Detect Objects Using Deep Learning (Image Analyst Tools)

Summary

Runs a trained deep learning model on an input raster to produce a feature class containing the objects it finds. The features can be bounding boxes or polygons around the objects found or points at the centers of the objects.

This tool requires a model definition file containing trained model information. The model can be trained using the Train Deep Learning Model tool or by a third-party training software such as PyTorch. The model definition file can be an Esri model definition JSON file (.emd) or a deep learning model package, and it must contain the path to the Python raster function to be called to process each object and the path to the trained binary deep learning model file.

Usage

You must install the proper deep learning framework Python API (such as PyTorch) in the ArcGIS Pro Python environment; otherwise, an error will occur when you add the Esri model definition file to the tool. Obtain the appropriate framework information from the creator of the Esri model definition file.
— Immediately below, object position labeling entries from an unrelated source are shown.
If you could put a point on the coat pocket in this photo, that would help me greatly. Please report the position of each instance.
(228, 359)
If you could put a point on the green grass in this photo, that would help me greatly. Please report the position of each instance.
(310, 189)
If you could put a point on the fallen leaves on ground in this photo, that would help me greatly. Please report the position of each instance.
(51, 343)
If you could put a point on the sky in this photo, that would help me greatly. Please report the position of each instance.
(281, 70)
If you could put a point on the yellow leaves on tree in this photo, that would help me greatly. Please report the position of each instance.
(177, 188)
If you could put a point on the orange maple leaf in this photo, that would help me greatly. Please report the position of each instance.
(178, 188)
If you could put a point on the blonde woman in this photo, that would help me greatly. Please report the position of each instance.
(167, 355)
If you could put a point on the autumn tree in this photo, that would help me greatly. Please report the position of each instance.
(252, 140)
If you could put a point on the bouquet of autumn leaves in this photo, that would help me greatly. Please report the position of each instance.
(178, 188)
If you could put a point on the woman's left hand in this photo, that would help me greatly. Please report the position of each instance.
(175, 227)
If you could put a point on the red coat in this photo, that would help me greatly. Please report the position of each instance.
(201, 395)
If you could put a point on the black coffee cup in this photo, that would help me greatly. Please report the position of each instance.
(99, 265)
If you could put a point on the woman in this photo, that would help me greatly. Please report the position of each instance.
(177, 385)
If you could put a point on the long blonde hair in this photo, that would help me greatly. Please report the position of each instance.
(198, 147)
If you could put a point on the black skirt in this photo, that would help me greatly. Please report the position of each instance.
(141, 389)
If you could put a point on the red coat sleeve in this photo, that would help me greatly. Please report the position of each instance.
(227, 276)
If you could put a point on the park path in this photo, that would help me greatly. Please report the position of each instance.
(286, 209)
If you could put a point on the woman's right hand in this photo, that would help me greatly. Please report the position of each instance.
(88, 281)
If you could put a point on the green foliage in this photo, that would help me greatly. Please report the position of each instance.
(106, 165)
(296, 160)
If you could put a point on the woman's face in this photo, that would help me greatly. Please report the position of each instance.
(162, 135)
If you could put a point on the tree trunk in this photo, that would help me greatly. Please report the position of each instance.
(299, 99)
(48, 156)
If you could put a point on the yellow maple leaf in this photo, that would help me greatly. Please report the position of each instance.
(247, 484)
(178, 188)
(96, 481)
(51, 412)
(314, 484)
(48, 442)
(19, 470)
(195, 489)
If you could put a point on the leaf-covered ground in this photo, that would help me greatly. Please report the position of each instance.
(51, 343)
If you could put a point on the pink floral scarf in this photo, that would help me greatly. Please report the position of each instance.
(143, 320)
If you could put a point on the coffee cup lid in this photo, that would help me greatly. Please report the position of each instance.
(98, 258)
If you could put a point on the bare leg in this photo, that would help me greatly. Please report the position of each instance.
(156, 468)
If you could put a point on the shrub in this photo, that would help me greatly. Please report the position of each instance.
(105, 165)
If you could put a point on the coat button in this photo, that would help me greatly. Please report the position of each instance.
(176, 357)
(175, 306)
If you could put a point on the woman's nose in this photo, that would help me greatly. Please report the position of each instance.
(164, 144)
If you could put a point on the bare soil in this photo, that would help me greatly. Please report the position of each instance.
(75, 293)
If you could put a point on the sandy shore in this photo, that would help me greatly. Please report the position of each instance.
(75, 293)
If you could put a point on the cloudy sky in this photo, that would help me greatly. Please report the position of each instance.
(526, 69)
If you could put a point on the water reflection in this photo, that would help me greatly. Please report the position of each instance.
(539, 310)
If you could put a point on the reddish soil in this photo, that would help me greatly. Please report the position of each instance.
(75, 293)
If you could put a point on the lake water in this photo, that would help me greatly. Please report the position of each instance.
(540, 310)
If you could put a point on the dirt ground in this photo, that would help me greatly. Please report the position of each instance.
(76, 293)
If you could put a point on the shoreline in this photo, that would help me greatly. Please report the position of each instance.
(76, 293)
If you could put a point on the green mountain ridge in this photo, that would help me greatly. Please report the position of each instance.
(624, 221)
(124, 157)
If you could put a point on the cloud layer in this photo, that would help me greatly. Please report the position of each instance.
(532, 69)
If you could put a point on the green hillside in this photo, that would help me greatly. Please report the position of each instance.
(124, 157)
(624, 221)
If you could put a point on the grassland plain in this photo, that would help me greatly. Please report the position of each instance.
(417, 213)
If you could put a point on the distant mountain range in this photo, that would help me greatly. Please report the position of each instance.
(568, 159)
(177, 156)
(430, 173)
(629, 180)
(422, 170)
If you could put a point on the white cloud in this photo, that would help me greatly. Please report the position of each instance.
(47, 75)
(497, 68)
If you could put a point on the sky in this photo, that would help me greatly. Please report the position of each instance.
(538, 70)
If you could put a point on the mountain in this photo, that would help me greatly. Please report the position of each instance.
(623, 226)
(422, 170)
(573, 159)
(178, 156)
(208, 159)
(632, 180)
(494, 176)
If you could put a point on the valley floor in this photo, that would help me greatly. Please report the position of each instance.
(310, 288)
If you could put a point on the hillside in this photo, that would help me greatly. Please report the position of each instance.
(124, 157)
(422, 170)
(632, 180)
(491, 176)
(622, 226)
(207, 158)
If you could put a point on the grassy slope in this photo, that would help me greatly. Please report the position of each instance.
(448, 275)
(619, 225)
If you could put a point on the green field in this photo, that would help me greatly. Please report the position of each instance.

To set up your machine to use deep learning frameworks in ArcGIS Pro, see Install deep learning frameworks for ArcGIS.
This tool calls a third-party deep learning Python API (such as PyTorch) and uses the specified Python raster function to process each object.
Sample use cases for this tool are available on the Esri Python raster function GitHub page. You can also write custom Python modules by following examples and instructions in the GitHub repository.
The Model Definition parameter value can be an Esri model definition JSON file (.emd), a JSON string, or a deep learning model package (.dlpk). A JSON string is useful when this tool is used on the server so you can paste the JSON string rather than upload the .emd file. The .dlpk file must be stored locally.
The tool can process input imagery that is in map space or in pixel space. Imagery in map space is in a map-based coordinate system. Imagery in pixel space is based on rows and columns with no rotation and no distortion. The reference system can be specified when generating the training data in the Export Training Data For Deep Learning tool using the Reference System parameter. If the model is trained in a third-party training software, the reference system must be specified in the .emd file using the ImageSpaceUsed parameter, which can be set to MAP_SPACE or PIXEL_SPACE.
For oriented imagery layers, the processing will always occur in pixel space. When pixel space is used for processing, the pixel space detections are preserved in the output table in the IShape field.
Increasing the batch size can improve tool performance; however, as the batch size increases, more memory is used. If an out of memory error occurs, use a smaller batch size. The batch_size value can be adjusted using the Arguments parameter.
Batch sizes are square numbers, such as 1, 4, 9, 16, 25, 64 and so on. If the input value is not a perfect square, the highest possible square value is used. For example, if a value of 6 is specified, the batch size is set to 4.
Use the Non Maximum Suppression parameter to identify and remove duplicate features from the object detection. To learn more about this parameter, see the Usage section of the Non Maximum Suppression tool. When the inputs are oriented imagery layers, the duplicates are retained with null ground geometries.
Use the Process candidate items only option for the Processing Mode parameter to only detect objects on select images in the mosaic dataset. You can use the Compute Mosaic Candidates tool to find the image candidates in a mosaic dataset and image service that best represent the mosaic area.
This tool supports and uses multiple GPUs if available. To use a specific GPU, specify the GPU ID environment. When the GPU ID is not set, the tool uses all available GPUs. This is the default.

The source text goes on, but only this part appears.